Quem é vaidosa, é vaidosa. Não vai haver transformação por usar arma ou coturno. Agora, tem determinadas profissões que mudam a forma como você vê o mundo, acaba vendo tantos absurdos que fica de alguma forma, não menos sensível, mas mais resistente. Você aprende a ter controle emocional. Não vou dizer que eu não me descabele em casa. Aliás, esta é a parte mais difícil, sair do trabalho, fechar a porta e ir sem nada. Discurso para todo mundo sobre deixar os problemas no quartel, mas eu confesso que nunca consegui.

Quando nós (mulheres) entramos (na PM) houve uma distorção muito grande. Fizemos o curso em igualdade de condições, mas quando nos formamos fomos colocadas em quadro separado. A unificação (homens e mulheres) ocorreu em 1998, só que perdemos postos. Mas a partir da unificação houve uma aceitação institucional, direitos de condições e de igualdade. Tirado este incidente, vejo que a PM acolheu bem a mulher.

MAIORIDADE PENAL

Já fui membro do Conselho Estadual da Criança e do Adolescente e vejo com muita preocupação o tema. Estamos indo pelo desespero e pelo caminho mais fácil. Ao tomar esta atitude, vamos colocar adolescentes junto de pessoas com maior potencial criminoso. Se você verificar, o entrave maior está porque o Estatuto da Criança e do Adolescente não é cumprido na totalidade. Como é que você pode dizer que a lei é falha, se está previsto que o adolescente pode ficar preso por três anos e se necessário isso ainda pode ser revisto? O prende e solta ocorre quando não há uma estrutura que o receba, e quando isto ocorre ele é colocado em liberdade. O estatuto prevê penalidades, só não há como pôr em prática. Assim como temos os adultos que também são presos e soltos.
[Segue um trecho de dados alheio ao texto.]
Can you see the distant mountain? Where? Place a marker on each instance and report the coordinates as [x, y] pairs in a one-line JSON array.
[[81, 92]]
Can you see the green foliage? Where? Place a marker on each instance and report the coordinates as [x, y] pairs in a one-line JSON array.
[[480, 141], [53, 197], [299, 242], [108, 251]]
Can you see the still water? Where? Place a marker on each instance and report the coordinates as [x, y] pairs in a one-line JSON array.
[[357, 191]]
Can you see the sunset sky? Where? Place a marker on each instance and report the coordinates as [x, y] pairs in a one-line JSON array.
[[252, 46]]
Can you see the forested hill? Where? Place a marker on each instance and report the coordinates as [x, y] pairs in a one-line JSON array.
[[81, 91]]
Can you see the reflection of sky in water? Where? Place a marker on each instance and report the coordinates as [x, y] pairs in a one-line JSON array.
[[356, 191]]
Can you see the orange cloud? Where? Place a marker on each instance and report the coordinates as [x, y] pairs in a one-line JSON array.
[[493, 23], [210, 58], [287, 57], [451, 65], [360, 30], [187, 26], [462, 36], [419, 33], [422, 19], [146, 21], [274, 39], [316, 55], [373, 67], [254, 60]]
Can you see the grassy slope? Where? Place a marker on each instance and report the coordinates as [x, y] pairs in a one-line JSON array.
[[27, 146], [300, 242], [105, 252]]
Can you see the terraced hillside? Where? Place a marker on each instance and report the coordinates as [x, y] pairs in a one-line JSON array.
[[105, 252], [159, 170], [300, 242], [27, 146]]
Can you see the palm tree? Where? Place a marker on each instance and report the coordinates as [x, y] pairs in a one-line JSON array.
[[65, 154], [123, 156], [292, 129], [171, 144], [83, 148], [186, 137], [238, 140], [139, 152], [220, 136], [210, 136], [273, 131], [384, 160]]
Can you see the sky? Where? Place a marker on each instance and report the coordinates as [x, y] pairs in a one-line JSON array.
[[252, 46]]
Diminuir a maioridade penal não significa que muitos dos adolescentes não vão continuar sendo soltos. Sem falar que, de novo, ele vai ficar em uma estrutura que não o comporta. Assim como não temos estrutura para adolescentes, não temos para os adultos. Lamento que chegamos neste ponto, de pensar na redução da maioridade como solução.